AİHM, ulusal mahkemeler tarafından izlenen usulü denetleme ve özellikle ulusal mahkemelerin Lahey Sözleşmesi hükümlerini yorumlayıp uygularken AİHS’deki ve özellikle 8. maddedeki güvenceleri gözetip gözetmediğini belirleme yetkisine sahiptir. Mahkeme, yaptığı denetime temel aldığı önemli bir ilke olan ikincillik ilkesi gereği, ulusal mahkemelerin iade veya iadeyi red konusundaki takdirini değerlendirmeye tabi tutmamakta ancak, ulusal mahkemeler tarafından ulaşılan sonucun AİHS’nin 8. maddesinde öngörülen standartlara uygun bir denge sağlayıp sağlamadığını ve ulaşılan sonucun bu yönüyle aile hayatının korunması hakkının ihlal edilmesi olup olmadığını incelemektedir.

Öncelikle belirtmek gerekir ki, Strasbourg Mahkemesi’nin şu ana kadar vermiş olduğu birçok karar, Lahey Sözleşmesi’ni isabetli şekilde yorumlamakta ve Sözleşme’nin etkinliğini desteklemekte olup, Sözleşme hükümleriyle çelişki arz etmemektedir.

Lahey Sözleşmesi kapsamında Mahkemenin, koruma ve ziyaret hakkıyla ilgili olarak çok sayıda kararı bulunmakta olup, belirtilen kararlarda Mahkemenin, Lahey Sözleşmesini özellikle pozitif yükümlü-lükler bağlamında yorumladığı görülmektedir. Mahkemece verilen ihlal kararları incelendiğinde, bu kararların yalnızca Lahey Sözleşmesi hükümlerinin tatbik edilmemesi veya hatalı uygulanması sonucu çocuğun iade edilmemesi halleriyle sınırlı olmadığı, çocuğun iadesinin sağlandığı bazı durumlarda da olayın özel koşulları nedeniyle, başvuruların ihlal kararlarıyla neticelendiği görülmektedir. İadenin gerçekleşmemesi hallerinde, bunun nedeni iadeyi reddeden mahkeme kararları olabileceği gibi, verilen iade kararlarının icra edilmemesi de olabilmektedir. Ancak Mahkeme, 8. maddenin gereklerine riayet edilip edilmediğini incelerken, bu iki durum arasında bir fark gözetmemektedir. Bu kapsamda AİHM, örneğin, Lahey Sözleşmesi çerçevesindeki mükellefiyetleri uyarınca çocuğun ivedi olarak iadesinin sağlanması hususunda yeterli önlemleri almakta başarısız olduğunu tespit ettiği İspanya’nın, AİHS’nin 8. maddesini ihlal ettiğine karar vermiştir. Yine Avusturya, Amerikalı bir başvurucu lehine verilen iade kararının yerine getirilmesindeki başarısızlığına vurgu yapılarak, benzer yöndeki ihlalden sorumlu tutulmuştur.

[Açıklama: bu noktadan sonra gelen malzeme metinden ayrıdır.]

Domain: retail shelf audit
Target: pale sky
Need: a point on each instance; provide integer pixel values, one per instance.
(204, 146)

“Tapia Gascae v D. – İspanya” kararında başvurucunun, kızının babası tarafından İspanya yetki alanından çıkarılmasının önlenmesi hususunda yerel yetkililerin yeterli çaba sergilemedikleri ve ayrıca çocuğun iadesini sağlamadıkları yönündeki iddiası yerinde görülmeyerek, Mahkemece 8. maddenin ihlal edilmediği sonucuna varılmıştır.

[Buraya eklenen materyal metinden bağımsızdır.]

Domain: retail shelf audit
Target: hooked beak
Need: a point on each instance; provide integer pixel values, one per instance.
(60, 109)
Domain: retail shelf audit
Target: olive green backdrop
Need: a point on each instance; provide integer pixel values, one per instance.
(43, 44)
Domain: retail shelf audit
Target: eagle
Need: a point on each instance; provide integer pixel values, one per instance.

“Ignaccolo-Zenide – Romanya” ve“Karadžić – Hırvatistan” davalarında, çocuğun annesine iadesine ilişkin mahkeme kararlarının icrası hususunda yetkililerin aldığı tedbirlerin yetersizliği 8. madde çerçevesinde ihlal kararıyla sonuçlanmıştır. Bu kararlarda AİHM, çocuğun anne babası ile ilişki kurma hakkının AİHS’nin 8. maddesi kapsamında güvence veren bir hak olduğuna ve özellikle taraf devletlerin bu hakkın etkin kullanımının sağlanması hususundaki pozitif yükümlülüklerine işaret etmiş ve yükümlülükleri Lahey Sözleşmesi hükümlerini nazara alarak yorumlamak suretiyle, Lahey Sözleşmesi hükümlerinin etkinliğine büyük bir katkı sağlamıştır.

Kararlar, Lahey Sözleşmesi kapsamındaki bir iade davasında, yetkili makamların süratle hareket etmelerinin önemini vurgulaması yönüyle de oldukça önemlidir.

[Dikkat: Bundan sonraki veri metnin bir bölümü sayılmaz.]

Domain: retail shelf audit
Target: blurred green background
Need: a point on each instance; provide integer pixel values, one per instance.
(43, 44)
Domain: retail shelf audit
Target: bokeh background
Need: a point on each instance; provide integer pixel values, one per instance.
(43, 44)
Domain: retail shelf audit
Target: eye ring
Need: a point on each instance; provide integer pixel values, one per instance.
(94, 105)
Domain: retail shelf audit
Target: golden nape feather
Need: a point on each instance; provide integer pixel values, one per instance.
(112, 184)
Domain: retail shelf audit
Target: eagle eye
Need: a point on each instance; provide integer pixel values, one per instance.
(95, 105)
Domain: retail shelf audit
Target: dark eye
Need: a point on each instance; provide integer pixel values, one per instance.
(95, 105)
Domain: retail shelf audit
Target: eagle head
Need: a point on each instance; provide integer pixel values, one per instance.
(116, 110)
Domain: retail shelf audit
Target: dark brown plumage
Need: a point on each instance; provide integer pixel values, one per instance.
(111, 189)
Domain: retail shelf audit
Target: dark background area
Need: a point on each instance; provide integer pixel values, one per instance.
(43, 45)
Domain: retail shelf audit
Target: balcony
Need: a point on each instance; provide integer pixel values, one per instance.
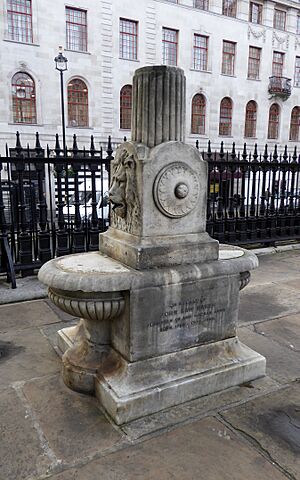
(280, 87)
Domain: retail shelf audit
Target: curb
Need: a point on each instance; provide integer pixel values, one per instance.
(272, 250)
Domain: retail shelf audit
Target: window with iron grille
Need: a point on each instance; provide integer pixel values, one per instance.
(225, 117)
(170, 42)
(273, 127)
(297, 72)
(198, 114)
(277, 66)
(250, 119)
(254, 63)
(295, 124)
(78, 103)
(255, 13)
(229, 8)
(279, 19)
(228, 58)
(128, 39)
(125, 107)
(19, 18)
(201, 4)
(76, 29)
(200, 52)
(23, 98)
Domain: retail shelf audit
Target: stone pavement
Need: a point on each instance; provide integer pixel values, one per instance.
(250, 432)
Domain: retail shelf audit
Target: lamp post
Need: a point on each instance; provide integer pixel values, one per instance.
(61, 66)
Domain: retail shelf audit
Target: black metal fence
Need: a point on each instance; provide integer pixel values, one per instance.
(55, 202)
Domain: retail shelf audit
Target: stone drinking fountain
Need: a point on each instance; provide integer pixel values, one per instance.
(158, 304)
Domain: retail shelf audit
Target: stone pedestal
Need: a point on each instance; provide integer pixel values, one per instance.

“Karrer – Romanya” davasına ait başvuru da, çocuğunun Avusturya’ya iadesi talebine yönelik Romanya mahkemelerinde görülen bir Lahey Sözleşmesi davası ile ilgilidir. Ancak, Romen mahkemeleri çocuğun çıkarlarını derinlemesine tahlil etmemiş ve davayı Lahey Sözleşmesi ışığında yorumlamamıştır. Bu nedenle Mahkeme 8. maddenin ihlal edildiği kanaatine varmıştır.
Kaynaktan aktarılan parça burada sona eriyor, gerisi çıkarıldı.